The site, which launched in August, serves as a portal for small businesses, nonprofits, local government officials and residents, almost like Craigslist, but exclusively for the Ithaca community.

Colket said he wants Swidjit to encourage people to realize what their neighbors and local businesses have to offer.

“The Internet has shown itself in ample ways to connect and share with people around the world,” he said. “But somehow we don’t really have a place where we connect and share with people in our towns and neighborhoods and dorms.”

Colket said about 4,000 people in Tompkins County have visited the site. Though Swidjit is a work in progress, he said he hopes the updates will allow Ithaca to serve as a prototype for other communities in the future.

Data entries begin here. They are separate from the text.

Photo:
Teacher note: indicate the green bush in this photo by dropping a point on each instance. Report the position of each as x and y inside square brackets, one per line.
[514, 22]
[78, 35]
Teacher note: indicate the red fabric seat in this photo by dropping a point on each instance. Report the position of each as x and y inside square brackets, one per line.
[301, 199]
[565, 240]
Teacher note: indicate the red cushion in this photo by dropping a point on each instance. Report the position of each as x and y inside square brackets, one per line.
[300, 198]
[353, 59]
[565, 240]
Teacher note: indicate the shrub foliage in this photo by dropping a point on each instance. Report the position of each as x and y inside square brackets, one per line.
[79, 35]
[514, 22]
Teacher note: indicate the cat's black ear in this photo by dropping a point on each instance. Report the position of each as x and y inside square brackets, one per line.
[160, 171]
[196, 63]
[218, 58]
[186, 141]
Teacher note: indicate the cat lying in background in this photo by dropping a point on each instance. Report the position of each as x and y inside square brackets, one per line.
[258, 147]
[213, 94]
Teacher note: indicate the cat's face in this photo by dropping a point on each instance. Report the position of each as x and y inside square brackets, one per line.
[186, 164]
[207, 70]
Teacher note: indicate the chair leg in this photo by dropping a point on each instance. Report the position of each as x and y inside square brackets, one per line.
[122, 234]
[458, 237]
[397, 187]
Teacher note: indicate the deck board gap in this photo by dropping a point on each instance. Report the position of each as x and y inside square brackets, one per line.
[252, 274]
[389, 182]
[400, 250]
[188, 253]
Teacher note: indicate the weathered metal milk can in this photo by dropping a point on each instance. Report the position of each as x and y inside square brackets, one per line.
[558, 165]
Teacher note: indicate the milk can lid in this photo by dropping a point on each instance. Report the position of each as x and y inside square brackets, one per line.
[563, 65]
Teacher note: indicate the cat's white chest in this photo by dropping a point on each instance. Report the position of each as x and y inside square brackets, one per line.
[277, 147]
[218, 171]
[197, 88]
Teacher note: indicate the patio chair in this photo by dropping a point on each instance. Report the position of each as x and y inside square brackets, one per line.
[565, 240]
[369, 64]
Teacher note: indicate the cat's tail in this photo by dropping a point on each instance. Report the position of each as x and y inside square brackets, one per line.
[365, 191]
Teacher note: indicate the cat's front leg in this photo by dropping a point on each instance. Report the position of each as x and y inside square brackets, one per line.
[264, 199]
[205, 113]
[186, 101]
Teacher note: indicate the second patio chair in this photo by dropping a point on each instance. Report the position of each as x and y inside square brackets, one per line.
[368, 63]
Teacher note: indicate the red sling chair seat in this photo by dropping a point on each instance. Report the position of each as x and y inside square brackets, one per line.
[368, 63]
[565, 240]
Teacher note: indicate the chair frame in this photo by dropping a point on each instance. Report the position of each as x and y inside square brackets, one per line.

In Ithaca, an online system to document this form of exchange is expected to be completed by the end of this year, Leslie Strebel, a board member of the Alternatives Federal Credit Union who is leading a group of more than 20 community members to develop and test the system, said.

“Unlike traditional barter, if I do something for you, you don’t have to do something for me,” she said. “If I do something for you, I have a credit in the bank, and I can redeem that credit from any other member in the time bank.”

Each hour is worth the same in the time bank, and users will have a larger variety of services to choose from if more members participate.

Shira Golding is a co-founder of Share Tompkins, a volunteer-run organization that helps community members share and trade goods in the county online. The group also organizes Community Swap Meets, events where people will exchange goods like homemade ceramics and art for locally grown vegetables or baked bread.

Golding said several hundred people attended more than 20 of their events in the past two years. Now, she said, the organization’s members hope to spread its ideas to more communities in the county.

“We’re encouraging people in the community to see us as a resource and a place that helps promote, so that they can take the lead and host their own swap or free market in their backyard or a community space,” she said.

Strebel said time banking allows people who are underemployed or out of work to contribute to the economy.

“It’s a very elegant way for people who don’t have a lot of cash on hand to access services that they need to feel valued and productive in society, when the economy may not be making them feel that way,” she said.

Strebel said these initiatives will replace the way people measure their quality of life as communities across the nation begin to reconsider creative ways to be sustainable.

“It’s really going to be a measure of the tightness of community bonds and how secure people feel about getting what they need and when they need it from their neighbor, so they don’t have to rely on multi-national corporations to meet needs,” she said.

Golding said she hopes these initiatives will set an example for other struggling cities.

“The more approaches we experiment with as a community, the more this sharing culture can survive, and hopefully it can continue to be a model for other communities.”